Se a pele está limpa de parasitas e fungos, mas a queda persiste, partimos para o Painel Sanguíneo e Hormonal. Precisamos checar se há anemia, infecção sistêmica ou desbalanço hormonal. Dosar o T4 (para tireoide) e o Cortisol é fundamental em cães adultos e idosos com quedas simétricas. Sem esses dados, qualquer tratamento é apenas um “chute”.
Tratamentos Avançados e Manejo Ambiental
A medicina veterinária evoluiu muito e hoje não tratamos queda apenas com xampu. A Ozonioterapia tem ganhado destaque incrível na dermatologia. O gás ozônio tem propriedades bactericidas, fungicidas e, principalmente, oxigena o tecido. Sessões de banho de ozônio ajudam a recuperar a pele lesionada muito mais rápido, estimulando o nascimento de novos fios saudáveis.
O Enriquecimento Ambiental é o tratamento chave para a alopecia psicogênica. Cães ansiosos, que ficam muito tempo sozinhos ou sem atividade, podem desenvolver o vício de lamber as patas ou arrancar pelos (lambedura por acral). Nesses casos, o remédio não é químico, é comportamental: brinquedos interativos, passeios longos e desafios mentais reduzem o cortisol e param a automutilação.
A Hidratação da Pele é muitas vezes negligenciada. A barreira cutânea precisa de água e lipídios.
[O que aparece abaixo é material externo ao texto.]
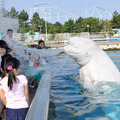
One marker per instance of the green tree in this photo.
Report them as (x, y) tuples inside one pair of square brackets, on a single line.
[(35, 21), (94, 24), (5, 13), (79, 24), (13, 13), (58, 27), (23, 24), (68, 26)]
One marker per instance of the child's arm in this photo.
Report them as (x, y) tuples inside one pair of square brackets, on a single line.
[(2, 96), (27, 93)]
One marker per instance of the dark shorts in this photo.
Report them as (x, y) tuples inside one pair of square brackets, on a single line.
[(16, 114)]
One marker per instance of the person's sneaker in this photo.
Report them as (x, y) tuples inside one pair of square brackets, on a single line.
[(34, 89), (31, 86)]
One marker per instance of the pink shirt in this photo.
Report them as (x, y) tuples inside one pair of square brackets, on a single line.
[(15, 98)]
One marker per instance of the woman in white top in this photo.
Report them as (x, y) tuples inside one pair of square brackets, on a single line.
[(14, 91)]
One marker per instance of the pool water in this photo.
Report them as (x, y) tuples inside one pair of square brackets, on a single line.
[(67, 99)]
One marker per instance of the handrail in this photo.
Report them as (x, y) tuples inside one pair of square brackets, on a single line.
[(40, 104)]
O uso de ampolas spot-on (aquelas de pingar na nuca) ricas em ceramidas e ácidos graxos essenciais repõe o “cimento” entre as células da pele. Isso fortalece a fixação do pelo e reduz a descamação, funcionando como um hidratante potente de dentro para fora e de fora para dentro.
Escolhendo o Suporte Certo
Para te ajudar a visualizar as opções de suporte nutricional e tópico que costumo prescrever, preparei este comparativo. Lembre-se: suplemento não é milagre, é tijolo para a construção do muro.
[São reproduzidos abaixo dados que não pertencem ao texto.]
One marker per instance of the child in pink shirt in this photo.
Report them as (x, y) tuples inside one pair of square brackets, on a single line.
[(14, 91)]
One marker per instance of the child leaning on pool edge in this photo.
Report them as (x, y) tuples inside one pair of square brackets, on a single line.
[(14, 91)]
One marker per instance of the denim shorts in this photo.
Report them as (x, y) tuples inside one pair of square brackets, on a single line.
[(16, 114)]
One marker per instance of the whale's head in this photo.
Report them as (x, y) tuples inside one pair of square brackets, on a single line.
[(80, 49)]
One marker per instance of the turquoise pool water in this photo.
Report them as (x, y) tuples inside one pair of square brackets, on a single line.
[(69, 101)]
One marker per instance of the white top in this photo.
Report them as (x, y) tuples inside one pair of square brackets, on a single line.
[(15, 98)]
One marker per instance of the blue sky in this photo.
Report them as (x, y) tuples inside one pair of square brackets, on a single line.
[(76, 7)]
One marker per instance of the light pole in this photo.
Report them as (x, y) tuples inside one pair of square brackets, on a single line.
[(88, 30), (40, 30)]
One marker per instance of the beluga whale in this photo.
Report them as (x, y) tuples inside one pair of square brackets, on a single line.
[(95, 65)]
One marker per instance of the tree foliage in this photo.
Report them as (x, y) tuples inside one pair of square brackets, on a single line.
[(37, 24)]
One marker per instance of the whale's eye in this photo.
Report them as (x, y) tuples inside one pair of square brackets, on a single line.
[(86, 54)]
| Característica | Suplemento de Ácidos Graxos (Ômega 3/6) | Levedura de Cerveja (Tradicional) | Ampola Spot-on de Ceramidas (Topical) |
| Foco Principal | Reduzir inflamação e fortalecer a raiz. | Fornecer Vitaminas do complexo B. | Restaurar a barreira cutânea (hidratação). |
| Indicação | Queda intensa, pele seca, alergias. | Manutenção geral e brilho. | Peles atópicas, ressecadas e descamativas. |
| Tempo de Resposta | Médio (30 a 60 dias para efeito total). | Lento (uso contínuo preventivo). | Rápido (melhora visível na hidratação em dias). |
| Facilidade de Uso | Cápsulas ou óleo na ração (boa aceitação). | Pó ou comprimido (sabor nem sempre agrada). | Aplicação na nuca (semanal ou quinzenal). |
Prevenção e Cuidados Diários
A prevenção da queda começa no prato de comida. Invista na melhor ração que seu orçamento permitir. Rações Super Premium já vêm com níveis adequados de biotina, zinco e proteínas de alta absorção. Se você opta pela Alimentação Natural, o acompanhamento com zootecnista ou vet nutrólogo é obrigatório para não causar deficiências que deixarão seu cão “pelado”.
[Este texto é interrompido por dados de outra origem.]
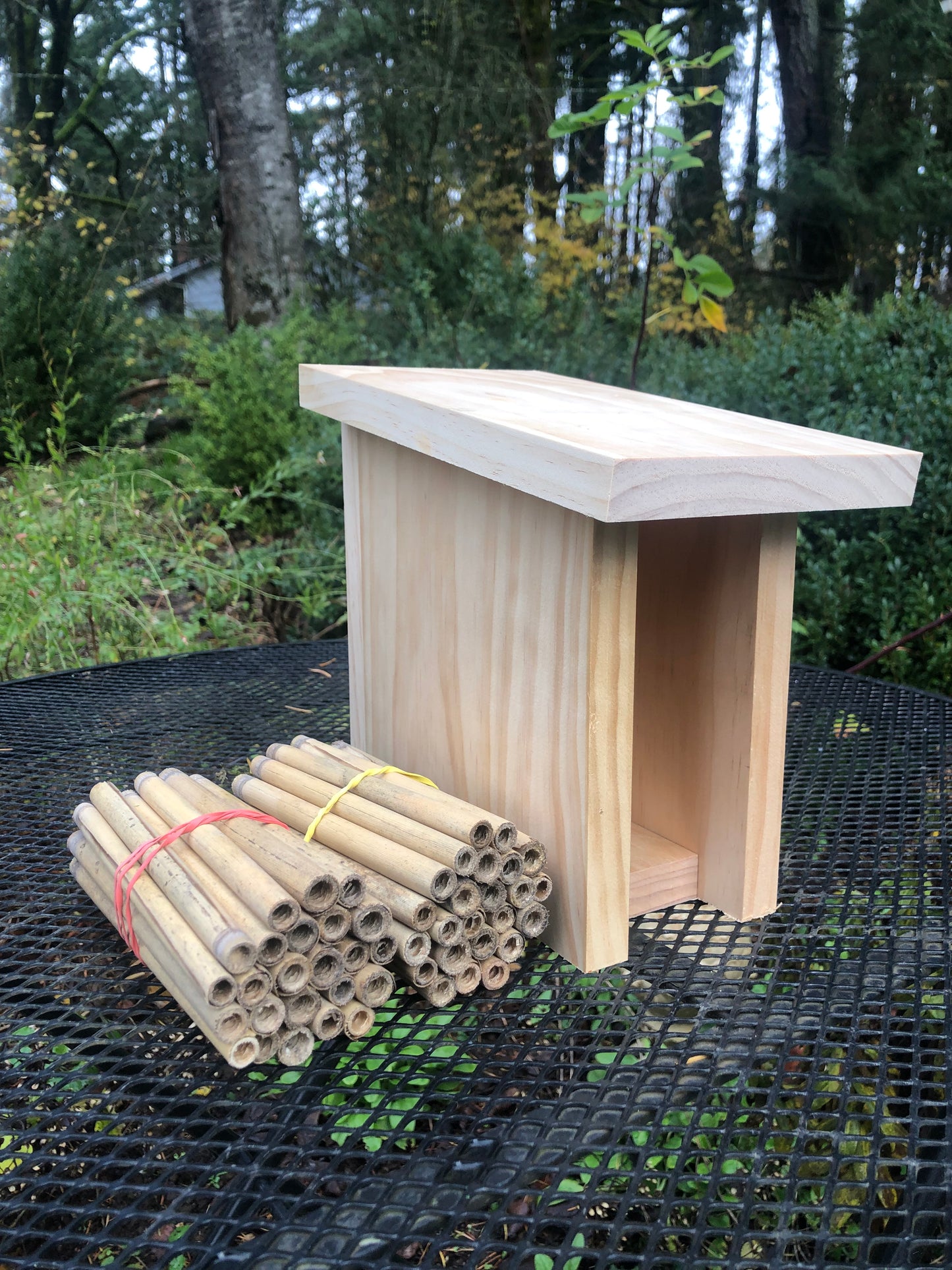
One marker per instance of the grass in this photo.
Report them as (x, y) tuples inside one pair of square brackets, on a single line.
[(120, 554)]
A escovação é o “banho seco” do dia a dia. Ao escovar seu cão, você remove a pelagem morta que cairia no chão, distribui a oleosidade natural da pele (que protege o fio) e ainda faz uma massagem que melhora a circulação periférica. Para cães de pelo curto, use luvas de borracha; para os de subpelo, rasqueadeiras apropriadas.
Por fim, cuidado com o excesso de banhos. Lavar o cachorro toda semana remove a proteção natural da pele, podendo causar efeito rebote: a pele fica seca, coça, e o pelo cai mais. O intervalo ideal varia, mas para a maioria das raças, banhos quinzenais ou mensais com produtos de pH neutro veterinário são o suficiente. Respeite a biologia do seu animal.
Se você chegou até aqui, já sabe mais sobre a pele do seu cão do que a maioria dos tutores. A queda de pelo é um processo natural, mas exige seu olhar atento para não virar um problema de saúde. Observe, toque, cuide da alimentação e mantenha os exames em dia. Seu cão não fala, mas o pelo dele diz tudo o que você precisa saber.